It will take a tremendous amount of hard work and collaboration for Canada to achieve its unprecedented tree-planting goals. But by working both harder and smarter, milestones can be reached sooner than planned, carbon dioxide removal (CDR) gains can exceed expectations, and Indigenous communities can be engaged like never before.

With First Nation-owned Second Pass Forestry as one of its co-founders, Kamloops-based Innovatree Carbon Group (ICG) is providing a prime example of using innovation to achieve these goals by developing and testing a proprietary “biochar” mixture derived from waste wood as a large-scale replacement for peat moss in nursery tree plugs.

From waste to decarbonization wins

“The forestry industry’s reliance on peat moss as a growing medium and soil amendment is problematic for two main reasons,” explains Garrett Whitworth, ICG’s Director of Canadian Operations. “For one thing, peat extraction in Canada releases more than 2 million tonnes of greenhouse gases (GHGs) per year. For another, peat moss performs poorly when tree plugs are planted in dry and/or wildfire-damaged soil, which in turn leads to escalating emissions and operational costs when replanting is required.”

ICG’s proprietary biochar mixture overcomes these challenges by retaining more moisture and nutrients than peat moss does, which improves seedling survival rates. At the same time, it converts the mounds of burning waste wood known as slash piles, which emit an estimated five million tonnes of GHGs a year in B.C. alone, into what Whitworth calls “one of the most effective carbon sequestering materials on the planet” with a lifetime of hundreds to thousands of years in the soil.

Scaling up to become an industry standard

As a team of environmental scientists, researchers and forestry professionals, ICG has been playing to its innovative strengths by developing its biochar. Now, it’s time to get noticed, validated and supported. “If we can demonstrate the benefits of our refined biochar on a scale that’s large enough to validate it to commercial nurseries and reforestation companies, using it will become an industry standard practice,” Whitworth says, adding that making the switch with the 1.6 billion trees nurtured annually in North America would reduce GHG emissions by more than 283 kilotonnes per year.

“But doing this is expensive, and until recently we were struggling to scale our biochar demonstration project. We did a small-scale project with a local nursery in 2023 where we achieved an 85 percent survival rate compared to 44 percent for peat moss. But it was only about a thousand trees, which isn’t enough to achieve widespread industry uptake.”

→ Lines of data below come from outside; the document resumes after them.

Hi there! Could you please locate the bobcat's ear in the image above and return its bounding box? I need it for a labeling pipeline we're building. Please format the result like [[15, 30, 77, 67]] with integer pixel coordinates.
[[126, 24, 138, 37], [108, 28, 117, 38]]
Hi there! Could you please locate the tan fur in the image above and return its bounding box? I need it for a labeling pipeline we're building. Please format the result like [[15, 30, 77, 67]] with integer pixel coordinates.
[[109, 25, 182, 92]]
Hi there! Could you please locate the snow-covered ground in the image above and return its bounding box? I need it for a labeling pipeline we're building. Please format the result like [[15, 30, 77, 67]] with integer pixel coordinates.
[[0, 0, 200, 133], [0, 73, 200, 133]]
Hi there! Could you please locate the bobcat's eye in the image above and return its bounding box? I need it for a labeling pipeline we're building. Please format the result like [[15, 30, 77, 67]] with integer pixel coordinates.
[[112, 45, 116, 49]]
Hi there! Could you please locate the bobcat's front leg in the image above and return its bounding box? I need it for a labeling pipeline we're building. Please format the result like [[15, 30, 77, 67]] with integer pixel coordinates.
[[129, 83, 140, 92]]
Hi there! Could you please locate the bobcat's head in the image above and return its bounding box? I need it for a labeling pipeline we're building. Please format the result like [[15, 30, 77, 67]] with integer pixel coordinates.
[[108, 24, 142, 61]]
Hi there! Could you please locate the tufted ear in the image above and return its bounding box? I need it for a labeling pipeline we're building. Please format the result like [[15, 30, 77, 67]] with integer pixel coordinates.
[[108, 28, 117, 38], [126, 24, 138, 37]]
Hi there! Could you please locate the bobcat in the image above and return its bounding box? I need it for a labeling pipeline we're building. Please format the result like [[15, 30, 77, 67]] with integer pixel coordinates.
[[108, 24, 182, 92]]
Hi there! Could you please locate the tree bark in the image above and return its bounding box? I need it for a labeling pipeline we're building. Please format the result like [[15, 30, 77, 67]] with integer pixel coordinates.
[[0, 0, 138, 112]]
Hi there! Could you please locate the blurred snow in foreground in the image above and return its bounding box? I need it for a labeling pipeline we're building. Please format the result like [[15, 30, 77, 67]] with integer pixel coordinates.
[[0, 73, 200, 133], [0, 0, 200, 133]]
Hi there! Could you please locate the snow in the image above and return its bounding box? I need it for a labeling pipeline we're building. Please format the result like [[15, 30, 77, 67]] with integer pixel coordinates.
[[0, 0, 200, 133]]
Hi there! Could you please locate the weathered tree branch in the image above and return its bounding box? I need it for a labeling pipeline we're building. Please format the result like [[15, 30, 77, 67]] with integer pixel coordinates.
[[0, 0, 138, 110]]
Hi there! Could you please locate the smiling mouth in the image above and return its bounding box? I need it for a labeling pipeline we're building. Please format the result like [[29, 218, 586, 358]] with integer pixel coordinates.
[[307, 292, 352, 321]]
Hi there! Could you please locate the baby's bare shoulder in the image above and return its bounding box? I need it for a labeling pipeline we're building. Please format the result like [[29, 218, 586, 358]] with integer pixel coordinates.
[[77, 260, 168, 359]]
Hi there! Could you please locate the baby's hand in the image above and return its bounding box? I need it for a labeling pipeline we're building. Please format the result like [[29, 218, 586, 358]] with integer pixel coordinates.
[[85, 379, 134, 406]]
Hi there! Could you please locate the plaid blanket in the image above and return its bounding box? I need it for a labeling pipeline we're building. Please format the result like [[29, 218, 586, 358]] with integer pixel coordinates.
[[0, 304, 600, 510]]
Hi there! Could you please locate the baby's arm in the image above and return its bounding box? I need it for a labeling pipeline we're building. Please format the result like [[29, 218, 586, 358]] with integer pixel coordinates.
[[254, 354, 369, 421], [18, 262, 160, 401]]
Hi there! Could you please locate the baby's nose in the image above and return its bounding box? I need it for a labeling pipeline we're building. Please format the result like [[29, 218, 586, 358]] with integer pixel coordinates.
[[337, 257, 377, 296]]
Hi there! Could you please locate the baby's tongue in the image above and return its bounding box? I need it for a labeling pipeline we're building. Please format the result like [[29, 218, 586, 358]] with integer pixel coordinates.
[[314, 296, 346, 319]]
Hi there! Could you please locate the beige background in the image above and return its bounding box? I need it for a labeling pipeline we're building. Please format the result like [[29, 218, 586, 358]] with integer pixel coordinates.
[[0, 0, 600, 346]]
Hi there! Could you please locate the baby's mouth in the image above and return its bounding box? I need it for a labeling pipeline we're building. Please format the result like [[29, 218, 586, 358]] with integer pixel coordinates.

By “until recently,” Whitworth means before Nov. 14, 2023. On that day, ICG was one of four companies that split a $2.6-million non-dilutive investment from the B.C. Centre for Innovation and Clean Energy (CICE) to advance solutions that address the challenge of sustainably managing wood waste and increasing wildfire resiliency.

This investment has allowed ICG to secure the various permits required for the monitoring and analysis of 143,000 seedlings grown using its biochar at Tolko Industries’ Eagle Rock Nursery in Armstrong, B.C. Once this large-scale demo is complete in 2026, ICG aims to have its biochar approved by the Canadian Food Inspection Agency (CFIA) as a medium for seedling growth.

“We have traditionally operated using a consulting services model, so CICE has also been enormously
supportive in championing the successes we’ve had with our research and software development among investment communities across B.C., Canada and North America. Our business model depends on two main economic drivers — reforestation and emissions reduction — and CICE has the expertise and connections to share our tech with industry, NGO, and government leaders in those areas.”

Garrett Whitworth

Director of Canadian Operations – Innovatree Carbon Group

Just before the CICE investment, ICG was one of the three winners of WWF-Canada’s Nature x Carbon Tech Challenge. According to Whitworth, ICG’s $100,000 prize is supporting the development and deployment of software that uses light detection and ranging (LiDAR) data and machine learning to provide carbon analysis and sequestration data to First Nation communities across B.C. This includes the Secwepemcúl’ecw Restoration and Stewardship Society (SRSS), which is restoring wildfire-impacted forests in the Flat Lake, Canim Lake, and Sparks Lake regions north of Kamloops by planting and monitoring more than 900,000 trees with the support of WWF-Canada and the 2BT program. ICG has been fostering Indigenous reconciliation through community-based projects and partnerships since Day 1.

“A lot of First Nations communities struggle with reforestation capacity, which costs about $2 per seedling. Improving seedling survival rates and reducing costs using our biochar, while also empowering First Nations communities to take control of reforestation on their lands, gives us a unique opportunity to do some good for future generations by thinking outside the box.”